Seneca Lake out of Watkins Glen 4/5:  The good news here is that the Marina Bar and Grill has been bought (or leased) and will be turned into an Elmira Brewpub or something like that. I used to enjoy stopping over at the Bar and Grill after guiding out of Watkins Glen and was disappointed to see that it closed down for good after the end of last season.  They did good business there, but the owners/operators (I believe the City of Watkins Glen actually owns all that property) had had their fill after running in for a good dozen or more years.  Yes – time flies.

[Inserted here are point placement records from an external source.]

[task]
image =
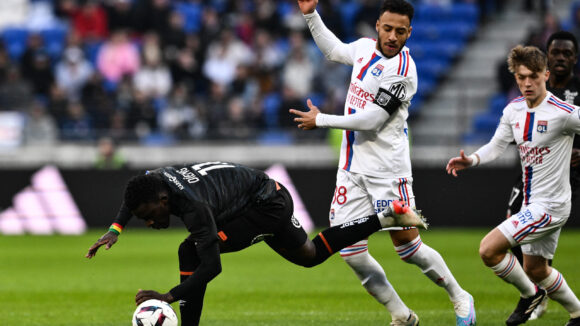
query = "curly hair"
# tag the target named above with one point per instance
(529, 56)
(143, 189)
(400, 7)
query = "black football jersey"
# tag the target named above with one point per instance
(218, 191)
(571, 94)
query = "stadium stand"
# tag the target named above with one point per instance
(484, 123)
(223, 52)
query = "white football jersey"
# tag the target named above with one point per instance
(544, 137)
(382, 153)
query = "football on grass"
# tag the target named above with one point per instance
(154, 313)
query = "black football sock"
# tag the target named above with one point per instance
(190, 306)
(338, 237)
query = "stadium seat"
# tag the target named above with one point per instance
(15, 41)
(497, 103)
(486, 122)
(92, 51)
(271, 104)
(54, 41)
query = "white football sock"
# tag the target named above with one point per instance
(558, 290)
(510, 270)
(374, 280)
(432, 265)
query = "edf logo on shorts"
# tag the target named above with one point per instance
(525, 216)
(382, 204)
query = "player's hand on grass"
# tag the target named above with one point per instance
(108, 239)
(575, 157)
(307, 6)
(306, 120)
(458, 163)
(144, 295)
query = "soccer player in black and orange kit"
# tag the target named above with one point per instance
(562, 54)
(227, 207)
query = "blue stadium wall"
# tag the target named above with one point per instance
(477, 198)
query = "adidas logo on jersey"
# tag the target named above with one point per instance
(44, 207)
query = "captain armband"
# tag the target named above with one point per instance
(116, 228)
(387, 100)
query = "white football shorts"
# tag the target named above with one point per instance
(536, 228)
(358, 195)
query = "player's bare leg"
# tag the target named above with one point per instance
(400, 214)
(412, 250)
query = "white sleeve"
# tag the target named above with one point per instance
(359, 121)
(501, 139)
(332, 48)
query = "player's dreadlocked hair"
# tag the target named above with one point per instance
(563, 35)
(143, 189)
(529, 56)
(400, 7)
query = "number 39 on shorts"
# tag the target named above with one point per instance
(339, 195)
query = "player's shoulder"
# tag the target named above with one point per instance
(514, 106)
(401, 65)
(365, 44)
(518, 103)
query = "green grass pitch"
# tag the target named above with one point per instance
(46, 281)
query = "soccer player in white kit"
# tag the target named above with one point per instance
(543, 128)
(375, 165)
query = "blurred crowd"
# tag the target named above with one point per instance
(550, 23)
(162, 71)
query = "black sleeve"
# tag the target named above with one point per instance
(387, 100)
(204, 231)
(123, 216)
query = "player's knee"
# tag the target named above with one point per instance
(536, 272)
(486, 253)
(356, 259)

I had weird windy conditions with the northwest winds.  Much of the lake was like glass.  I scouted one area for salmon and then decided to try some lake trout jigging, which I hadn’t done around the mid-southern part of the lake in probably 9 or 10 years.  Once I found fish, I was impressed with the numbers on my graph, but as is often the case, they weren’t hitting or chasing jigs well.  According to one friend that fishes the southern half of Seneca Lake for lakers, the numbers are good but fish run small.  That’s my guess as to what was happening.  Young fish don’t chase jigs much.  I’m guessing either their swim bladder doesn’t allow it and/or their instincts are to stay close to the bottom for more security from predators.  I had one or two hits that I couldn’t connect with despite downsizing my jig body and jig head hook.

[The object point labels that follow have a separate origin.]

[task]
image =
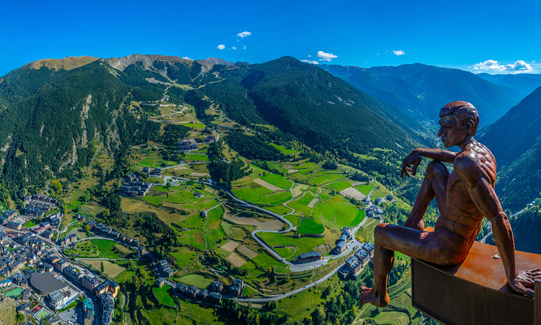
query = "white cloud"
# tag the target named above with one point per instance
(244, 34)
(309, 61)
(325, 56)
(492, 65)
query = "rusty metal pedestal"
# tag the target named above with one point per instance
(475, 291)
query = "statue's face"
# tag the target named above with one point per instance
(450, 133)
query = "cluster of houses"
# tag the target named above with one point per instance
(214, 292)
(38, 205)
(109, 232)
(374, 211)
(14, 256)
(156, 172)
(187, 145)
(356, 263)
(6, 216)
(165, 268)
(190, 144)
(106, 291)
(17, 223)
(134, 186)
(70, 239)
(344, 239)
(308, 257)
(379, 201)
(26, 261)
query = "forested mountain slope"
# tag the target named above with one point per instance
(312, 105)
(422, 90)
(56, 117)
(516, 132)
(522, 84)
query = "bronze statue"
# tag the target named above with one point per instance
(463, 197)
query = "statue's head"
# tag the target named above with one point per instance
(458, 120)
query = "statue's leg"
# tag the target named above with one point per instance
(434, 186)
(389, 238)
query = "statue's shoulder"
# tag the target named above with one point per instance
(466, 166)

The good news is that these fish will grow up and within a year or two we should start seeing an improvement on this lake.  Once the laker population builds up, it will help to buffer lamprey attacks on other species as well as knock back the abundant alewives, which should result in hungrier trout as well as better yellow perch production on this lake.  Alewives are notorious for destroying perch populations.  Conesus Lake was probably the top perch lake in NY State for its size back in the 1960s and 1970s.  One illegal introduction of alewives destroyed the perch fishery there within a few years!

Speaking of illegal introductions, will the morons ever stop?  More reports of walleyes are coming out of Keuka Lake.  I wish people would leave the fish introductions to DEC.  They don’t always get it right, but at least they have a clue.  What do the mouth-breathers that stock these fish think that the walleyes are going to eat?   The only remaining forage in that lake is more or less yellow perch and sculpins.  Alewives exist in small numbers.  The walleyes will basically crash the perch population eventually.   Rainbow trout there are already in peril, but walleye-guy doesn’t care about anything or anyone apart from himself.  We’ll wind up with small lake trout, pickerel, bass, a relatively small population of walleyes that very few people will catch and fewer and fewer perch – a fish that everyone loves to catch.  I’d bet a nickel to a dollar that the perch population is already starting to go down in Skaneateles Lake.  It’s not enough to have abundant walleyes in Otisco Lake, Conesus Lake, Honeoye Lake, Oneida Lake, Lake Erie, Lake Ontario, the St. Lawrence River, the Susquehanna River, Whitney Point Reservoir and so on.  Oh well…I guess you can’t have too many walleyes according to bonehead logic.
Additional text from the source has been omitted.